The tropical rainforest.

Forests like these occupy only three percent of the land

yet they're home to over half of the world's species.

But how do so many different kinds of plants and animals

find the space here to live alongside one another?

On the dark, humid forest floor the jungle appears to be lifeless.

Often the only signs of life are what you hear.

A male blue bird of paradise is advertising for a mate.

It's quite a performance

but he's not the only bird of paradise here keen to make an impression.

There are nearly forty different kinds on the island of New Guinea

each with a display seemingly more bizarre than the rest.

A riflebird of paradise.

Like many jungle animals, birds of paradise avoid competing with each other

and these do so by living in different parts of this jungle covered island.

The six plumed bird of paradise displays in his special clearing, on the forest floor.

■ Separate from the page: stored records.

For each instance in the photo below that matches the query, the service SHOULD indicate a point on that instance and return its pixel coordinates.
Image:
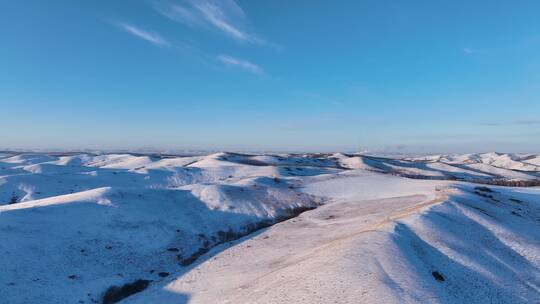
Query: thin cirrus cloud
(224, 15)
(148, 36)
(241, 64)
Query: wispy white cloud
(224, 15)
(240, 63)
(148, 36)
(177, 13)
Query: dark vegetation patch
(516, 214)
(115, 293)
(481, 210)
(483, 189)
(231, 235)
(437, 276)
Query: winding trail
(325, 255)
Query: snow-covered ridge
(73, 225)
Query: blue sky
(410, 76)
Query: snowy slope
(73, 225)
(426, 242)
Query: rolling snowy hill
(187, 229)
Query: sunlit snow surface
(385, 230)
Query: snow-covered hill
(74, 225)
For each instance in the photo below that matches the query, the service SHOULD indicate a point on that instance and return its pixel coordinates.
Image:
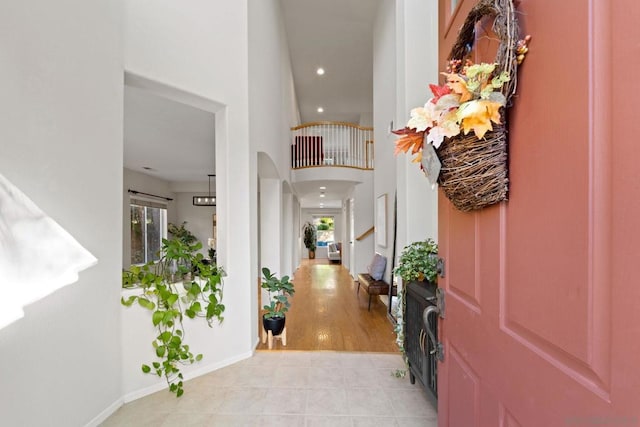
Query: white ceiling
(178, 141)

The magnificent bird of paradise favors the low branches of bushes.

His female is modestly dressed.

The male has a good set of lungs

but he'll have to do more than flutter his eyelids, if he wants to impress her.

It'll all depend on his performance.

The females may be dull looking but they're very picky

and it's time for a really close inspection.

His right side looks fine... but what about his left?

Pretty impressive, but is he magnificent enough?

Oh dear. Her departure says it all.

Generations of choosy females have driven the evolution

of these remarkable displays.

The more extravagant a male is, the more likely he'll be noticed.

New Guinea lies in a warm tropical belt that girdles our planet around the equator.

With abundant rainfall and twelve hours of daylight

three hundred and sixty five days a year, it's here that rainforests flourish.

Surprisingly only two percent of the sunlight filters down to the forest floor.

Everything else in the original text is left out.